By the time I came along, war comics had largely reverted to their traditional perspective, portraying American soldiers as gallant heroes who always bravely did the right thing.
The war comic favored by me and my best friend Charles was Our Army At War, which starting in mid-1959 featured Sgt. Rock and the Combat-Happy Joes of Easy Company.
Even at the age of 10 I wasn’t sure that anyone was happy about combat, since there were so many possibilities for a bad ending, but Charles and I both devoured the stories.
It isn’t hard to imagine their general thrust. Sgt. Rock and the Combat-Happy Joes found creative ways to thwart the evil Germans, who often were robotically efficient, but in the end would make some miscalculation that would open the door to decisive retaliation by Bulldozer, Four Eyes, Little Sure Shot, Ice Cream Soldier, Wild Man and the rest of Easy Company, all of whom, yes, had nicknames.
Master Sgt. Franklin John Rock, always referred to simply as Rock, was exactly what his name implied: solid, smart, loyal. While most of the time he focused on combat, he occasionally let a human side peek through, during which he made it clear he hated war and knew sometimes it was necessary. It helped that World War II was by general consensus “the good war.”
The Combat-Happy Joes had distinct personalities, and their conversation when they weren’t battling the Germans was often pointed and witty. They also weren’t always as happy about combat as their name suggested.
Still, if they weren’t poster boys for warfare, they made military service seem like an enterprise that brought out humanity’s best qualities, like the selfless pursuit of a vital shared goal.
Our Army At War, which would eventually be renamed Sgt. Rock, was considered a safe comic book, acceptable reading for impressionable young minds.

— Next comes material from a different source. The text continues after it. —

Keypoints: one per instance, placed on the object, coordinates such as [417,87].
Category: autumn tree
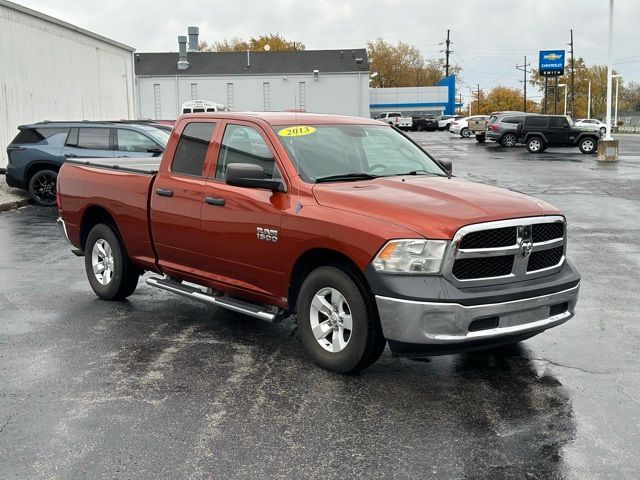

While it didn’t make me want to enlist when I grew up, I’ve wondered if the hundreds of thousands of other young boys who were also reading Our Army At War had subconsciously absorbed the reassuring undertones of Easy Company when, just a few years later, they started shipping out to Vietnam.
I don’t think most enlistees and draftees thought Vietnam would be like World War II in the comics, any more than they expected the near-nobility soldiers achieved in most war movies. I’m not sure what if anything they expected, because I’m not sure anything can prepare you for war. So in that vacuum, especially if you really are 10 or 12 years old, maybe you get Sgt. Rock and the Combat-Happy Joes of Easy Company.
Looking back all those decades, Our Army At War probably did support Spielberg’s suggestion that all honest war stories are anti-war stories. I just don’t remember it playing that way to Charles and me, who loved the way our good guys always outsmarted and outfought their bad guys.
That was us. We were the best.
And we would never, ever have thought there was anything funny about a character with a short black mustache speaking in a German accent.